Il y a des critiques qui prétendent qu’Ovide n’a point dit Athenas, mais Athenin, d’où il s’ensuivrait qu’il s’agirait ici d’Hipponax : Qui promus iambum claudicare fecit, et scazonta in Bupalum et Athenin composuit, ut est apud Suidam, ut rectè Ovidius, parùm stabile, id est claudum carmen ei tribuat. C’est ainsi qu’Alciat a parlé dans le chapitre XVIII du Ve. livre de ses Parergues. Turnébe ne s’éloigne point de cette pensée : Videtur, dit-il [2], de Hipponacte hoc intelligi qui claudicante et parùm stabili versu, id est scazonte in Bupalum et Athenin invectus est Athenienses : quo in carmine ne Athenis quidem pepercerat. Quid tamen si pro Athenas, Athenin scribamus, quem ab eo probris oneratum accepimus ? ne hanc quidem lectionem improbarem, etsi alteram delere non ausim. M. de Boissieu [3], qui rapporte ces deux passages, remarque que Sanctius et Valérius les approuvent. Pour lui il embrasse de tout son cœur cette conjecture, et trouve fort vraisemblable qu’Ovide a mis l’un auprès de l’autre les deux inventeurs du vers ïambique. Or il venait de parler d’Archilochus, et l’on sait par Denys d’Halicarnasse [4], par Clément d’Alexandrie [5], par Rufin [6] et par la poëtesse Sulpitia [7], qu’Hipponax a inventé les scazons. M. de Boissieu pouvait reprendre Turnébe de ce qu’il a dit que les deux ennemis d’Hipponax étaient d’Athènes ; car Pline dit expressément qu’ils étaient de l’île de Chio, et qu’ils le marquaient sur leurs ouvrages : Quibus subjecerunt carmen non vitibus tantum censeri Chium, sed et operibus Anthermi filiorum [8]. Ce que dit Turnèbe, qu’Hipponax n’épargna point la ville d’Athènes dans les vers qu’il fit contre ces deux sculpteurs, n’a nul fondement ; c’est un coup en l’air. Un ministre allemand [9] ayant appliqué à Hipponax les deux vers d’Ovide, poursuit ainsi : Ex Plinio numirùm compertum est Athenim vel Athenam sculptorem in Hipponactis scripta incurrisse, carmina ejus sustulisse maledica, authorem verò lethali inediâ fuisse confectum. Pline ne dit rien de semblable.
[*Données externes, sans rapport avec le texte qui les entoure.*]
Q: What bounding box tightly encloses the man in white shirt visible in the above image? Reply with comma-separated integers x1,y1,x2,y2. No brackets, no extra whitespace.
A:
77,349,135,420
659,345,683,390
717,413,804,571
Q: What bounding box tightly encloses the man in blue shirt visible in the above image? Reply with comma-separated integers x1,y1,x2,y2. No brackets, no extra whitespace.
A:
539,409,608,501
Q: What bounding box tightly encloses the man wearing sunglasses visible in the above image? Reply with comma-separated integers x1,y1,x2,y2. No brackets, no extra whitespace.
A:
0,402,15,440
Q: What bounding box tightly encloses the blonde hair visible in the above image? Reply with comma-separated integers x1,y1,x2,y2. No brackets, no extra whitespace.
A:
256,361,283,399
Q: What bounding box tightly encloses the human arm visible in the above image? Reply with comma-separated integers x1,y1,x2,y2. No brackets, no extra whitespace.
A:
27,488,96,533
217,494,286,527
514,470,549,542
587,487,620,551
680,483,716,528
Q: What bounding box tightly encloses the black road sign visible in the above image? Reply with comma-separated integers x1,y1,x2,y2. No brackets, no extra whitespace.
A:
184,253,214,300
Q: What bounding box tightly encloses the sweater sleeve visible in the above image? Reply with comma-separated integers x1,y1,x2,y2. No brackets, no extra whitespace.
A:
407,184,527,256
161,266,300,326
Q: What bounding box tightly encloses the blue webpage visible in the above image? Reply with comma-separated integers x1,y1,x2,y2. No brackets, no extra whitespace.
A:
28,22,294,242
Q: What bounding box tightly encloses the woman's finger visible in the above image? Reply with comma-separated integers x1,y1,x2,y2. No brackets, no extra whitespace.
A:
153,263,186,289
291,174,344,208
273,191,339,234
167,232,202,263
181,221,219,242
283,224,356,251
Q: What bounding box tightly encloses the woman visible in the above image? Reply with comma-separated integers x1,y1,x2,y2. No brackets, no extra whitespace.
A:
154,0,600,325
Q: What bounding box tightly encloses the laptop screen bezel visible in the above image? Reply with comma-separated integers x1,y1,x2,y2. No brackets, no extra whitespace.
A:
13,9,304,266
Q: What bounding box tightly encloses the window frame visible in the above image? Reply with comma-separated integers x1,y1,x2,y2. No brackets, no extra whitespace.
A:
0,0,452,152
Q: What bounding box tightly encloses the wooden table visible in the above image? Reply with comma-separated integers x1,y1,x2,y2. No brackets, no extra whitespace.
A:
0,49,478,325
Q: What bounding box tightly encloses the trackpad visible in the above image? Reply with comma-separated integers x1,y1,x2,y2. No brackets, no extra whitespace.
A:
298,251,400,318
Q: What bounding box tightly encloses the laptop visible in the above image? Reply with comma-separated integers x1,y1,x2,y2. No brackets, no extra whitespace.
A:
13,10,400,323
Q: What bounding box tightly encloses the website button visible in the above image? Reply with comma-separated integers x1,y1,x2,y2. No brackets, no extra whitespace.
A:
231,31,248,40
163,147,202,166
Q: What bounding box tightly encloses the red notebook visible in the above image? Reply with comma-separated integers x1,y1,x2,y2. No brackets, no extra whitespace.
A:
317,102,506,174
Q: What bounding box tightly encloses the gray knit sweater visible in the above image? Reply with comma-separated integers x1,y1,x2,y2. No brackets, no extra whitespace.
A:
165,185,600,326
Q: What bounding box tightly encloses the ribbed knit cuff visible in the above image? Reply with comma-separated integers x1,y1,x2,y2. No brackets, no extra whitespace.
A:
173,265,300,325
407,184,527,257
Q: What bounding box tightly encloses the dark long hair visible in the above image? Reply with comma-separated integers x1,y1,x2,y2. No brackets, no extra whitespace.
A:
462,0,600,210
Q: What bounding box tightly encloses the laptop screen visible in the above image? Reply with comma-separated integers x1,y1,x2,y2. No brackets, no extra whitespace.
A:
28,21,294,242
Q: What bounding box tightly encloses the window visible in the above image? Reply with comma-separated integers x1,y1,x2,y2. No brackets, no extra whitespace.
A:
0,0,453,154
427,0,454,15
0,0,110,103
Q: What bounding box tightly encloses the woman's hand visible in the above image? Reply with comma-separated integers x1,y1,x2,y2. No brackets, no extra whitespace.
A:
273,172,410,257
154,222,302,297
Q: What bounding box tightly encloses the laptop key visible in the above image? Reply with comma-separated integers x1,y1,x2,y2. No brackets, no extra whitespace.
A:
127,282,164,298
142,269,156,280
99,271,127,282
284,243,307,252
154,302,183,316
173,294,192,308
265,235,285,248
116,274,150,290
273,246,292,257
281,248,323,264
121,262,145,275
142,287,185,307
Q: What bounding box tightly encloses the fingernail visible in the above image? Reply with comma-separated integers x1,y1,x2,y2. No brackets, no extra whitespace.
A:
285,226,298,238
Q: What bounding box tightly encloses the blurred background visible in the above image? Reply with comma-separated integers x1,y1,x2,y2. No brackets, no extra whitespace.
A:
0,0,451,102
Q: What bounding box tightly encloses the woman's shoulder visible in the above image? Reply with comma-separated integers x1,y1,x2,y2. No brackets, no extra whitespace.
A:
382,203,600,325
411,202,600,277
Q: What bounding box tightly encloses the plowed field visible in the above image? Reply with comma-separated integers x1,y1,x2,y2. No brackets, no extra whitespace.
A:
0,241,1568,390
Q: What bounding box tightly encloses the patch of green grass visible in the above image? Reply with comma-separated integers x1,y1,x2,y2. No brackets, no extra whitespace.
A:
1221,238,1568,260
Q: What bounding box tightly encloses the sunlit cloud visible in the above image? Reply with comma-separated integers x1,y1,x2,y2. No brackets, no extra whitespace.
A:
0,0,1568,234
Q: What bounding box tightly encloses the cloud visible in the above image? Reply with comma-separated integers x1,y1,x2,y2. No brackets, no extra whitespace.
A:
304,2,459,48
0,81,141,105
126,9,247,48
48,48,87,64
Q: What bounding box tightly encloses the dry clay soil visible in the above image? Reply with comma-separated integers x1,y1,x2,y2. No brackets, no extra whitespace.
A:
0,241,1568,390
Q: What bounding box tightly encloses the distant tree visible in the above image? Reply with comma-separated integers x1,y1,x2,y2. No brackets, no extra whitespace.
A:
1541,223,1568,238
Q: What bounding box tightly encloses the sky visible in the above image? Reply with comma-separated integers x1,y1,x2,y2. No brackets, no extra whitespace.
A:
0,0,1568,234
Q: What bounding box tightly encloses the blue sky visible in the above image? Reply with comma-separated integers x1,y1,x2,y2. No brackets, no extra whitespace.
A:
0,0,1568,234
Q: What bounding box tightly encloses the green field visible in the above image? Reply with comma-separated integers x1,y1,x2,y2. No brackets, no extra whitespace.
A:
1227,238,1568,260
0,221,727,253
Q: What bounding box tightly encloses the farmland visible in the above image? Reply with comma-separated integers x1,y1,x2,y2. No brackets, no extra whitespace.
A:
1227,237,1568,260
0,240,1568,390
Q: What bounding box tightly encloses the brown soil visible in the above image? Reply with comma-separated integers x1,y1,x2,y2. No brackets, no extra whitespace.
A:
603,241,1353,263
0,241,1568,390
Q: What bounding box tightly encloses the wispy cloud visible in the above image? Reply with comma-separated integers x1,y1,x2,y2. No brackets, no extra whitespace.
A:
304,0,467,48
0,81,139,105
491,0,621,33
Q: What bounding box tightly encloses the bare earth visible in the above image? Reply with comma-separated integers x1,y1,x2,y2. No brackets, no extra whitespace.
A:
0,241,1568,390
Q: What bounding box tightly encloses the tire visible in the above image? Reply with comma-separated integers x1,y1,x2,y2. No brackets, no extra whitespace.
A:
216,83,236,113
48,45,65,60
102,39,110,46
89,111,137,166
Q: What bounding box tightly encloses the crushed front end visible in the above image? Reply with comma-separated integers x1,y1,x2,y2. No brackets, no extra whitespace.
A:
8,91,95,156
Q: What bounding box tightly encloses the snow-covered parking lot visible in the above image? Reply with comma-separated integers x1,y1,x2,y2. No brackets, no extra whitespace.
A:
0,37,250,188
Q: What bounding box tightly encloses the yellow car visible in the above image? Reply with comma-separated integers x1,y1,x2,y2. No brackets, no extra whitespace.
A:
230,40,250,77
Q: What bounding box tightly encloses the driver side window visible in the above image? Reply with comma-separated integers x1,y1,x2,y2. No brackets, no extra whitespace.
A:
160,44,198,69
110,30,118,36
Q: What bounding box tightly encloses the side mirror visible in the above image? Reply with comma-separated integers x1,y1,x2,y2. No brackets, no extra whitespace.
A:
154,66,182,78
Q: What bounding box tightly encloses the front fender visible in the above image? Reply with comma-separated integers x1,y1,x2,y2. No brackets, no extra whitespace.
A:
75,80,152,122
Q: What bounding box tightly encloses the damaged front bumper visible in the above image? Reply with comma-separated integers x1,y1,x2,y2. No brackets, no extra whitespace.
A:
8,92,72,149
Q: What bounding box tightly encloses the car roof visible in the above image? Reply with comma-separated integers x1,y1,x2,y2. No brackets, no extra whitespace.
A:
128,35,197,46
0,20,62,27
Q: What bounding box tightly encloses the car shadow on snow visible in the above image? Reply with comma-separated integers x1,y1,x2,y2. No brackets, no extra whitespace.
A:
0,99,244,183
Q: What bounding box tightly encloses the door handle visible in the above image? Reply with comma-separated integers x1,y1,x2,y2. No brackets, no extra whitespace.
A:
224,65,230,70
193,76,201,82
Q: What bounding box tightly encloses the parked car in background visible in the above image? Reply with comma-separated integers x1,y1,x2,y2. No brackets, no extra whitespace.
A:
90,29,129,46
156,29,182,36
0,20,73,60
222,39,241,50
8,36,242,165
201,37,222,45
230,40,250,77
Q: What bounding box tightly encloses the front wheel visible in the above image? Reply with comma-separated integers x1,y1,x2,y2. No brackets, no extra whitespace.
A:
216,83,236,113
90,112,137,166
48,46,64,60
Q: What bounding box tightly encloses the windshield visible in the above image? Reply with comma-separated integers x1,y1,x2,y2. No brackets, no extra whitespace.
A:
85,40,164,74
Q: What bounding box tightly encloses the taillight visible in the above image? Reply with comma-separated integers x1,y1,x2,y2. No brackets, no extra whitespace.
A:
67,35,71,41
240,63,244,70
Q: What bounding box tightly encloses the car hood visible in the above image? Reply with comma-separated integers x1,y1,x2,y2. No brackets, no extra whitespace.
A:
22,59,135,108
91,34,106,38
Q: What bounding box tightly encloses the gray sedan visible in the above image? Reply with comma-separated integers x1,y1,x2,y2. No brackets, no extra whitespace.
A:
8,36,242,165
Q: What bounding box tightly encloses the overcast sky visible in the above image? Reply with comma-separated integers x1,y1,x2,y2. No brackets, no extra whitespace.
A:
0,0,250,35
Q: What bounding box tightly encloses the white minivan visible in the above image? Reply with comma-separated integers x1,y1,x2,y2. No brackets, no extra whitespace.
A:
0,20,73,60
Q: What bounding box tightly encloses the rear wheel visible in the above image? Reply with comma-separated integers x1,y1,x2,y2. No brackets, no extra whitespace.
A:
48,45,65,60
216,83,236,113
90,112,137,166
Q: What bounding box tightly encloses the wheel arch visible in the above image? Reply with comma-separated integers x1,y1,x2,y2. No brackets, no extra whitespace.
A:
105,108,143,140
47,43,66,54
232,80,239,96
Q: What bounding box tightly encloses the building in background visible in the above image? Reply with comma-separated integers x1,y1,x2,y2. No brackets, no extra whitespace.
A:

(F) Il ne serait ni le premier ni le seul qui aurait fait mourir des gens par des invectives. ] Avant lui Archilochus avait écrit des satires qui avaient contraint deux ou trois personnes à se pendre [10]. Poliagrus, maltraité dans une comédie, se pendit [11]. Il ne se faut pas étonner qu’une satire jette dans ce désespoir, puisqu’une simple censure a produit quelquefois cet événement funeste. Pythagore, ayant repris un peu rudement l’un de ses disciples en présence de plusieurs personnes, lui causa un si noir chagrin, qu’il l’obligea à s’étrangler, et depuis ce temps-là ce grand philosophe ne censura plus personne qu’en particulier. Πυθαγόρου δὲ τραχύτερον ἐν πολλοῖς γνωρίμῳ προσενεχθέντος, ἀπάγξασθαι τὸ μειράκιον λέγουσιν· ἐκ τούτου δὲ μηδέποτε τὸν Πυθαγόραν ἆυθις ἄλλου παρόντος ἄλλου νουθετῆσαι. Ferunt, adolescentulum quendam à Pythagorâ, cui operam dabat, multis præsentibus compellatum asperiùs, suspendio vitam finiisse, atque ab eo tempore Pythagoram numquàm alio præsente quenquam corripuisse [12]. Diodorus Cronus mourut de chagrin pour avoir été insulté par un roi d’Égypte, sur ce qu’il n’avait pu résoudre les difficultés de logique que Stilpon lui avait proposées à la table de ce roi [13]. Il y a eu des censures qui, sans faire mourir la personne censurée, ont causé une douleur si per-

  1. Ovid., in Ibin, vs. 525.
  2. Adversar., lib. IX, cap. XXV.
  3. Comment. in Ibin., pag. 100, 101.
  4. Lib. de Interpr.
  5. Stromat., lib. I.
  6. De Metris Comicis.
  7. Ses vers ont été cités dans la remarque (B).
  8. Plin., lib. XXXVI, cap. V.
  9. Spizelius, in Fel. litterat., pag. 718.
  10. Voyez l’article Archilochus, remarque (C), tom. II, pag. 276.
  11. Ælian., Var. Hist., lib. V, cap. VIII.
  12. Plutarch., de Discrim. Adulat. et Amici, pag. 70, F.
  13. Diog. Laërt., lib. II, num. 112. Voyez aussi Pline, lib. VII, cap. LVII.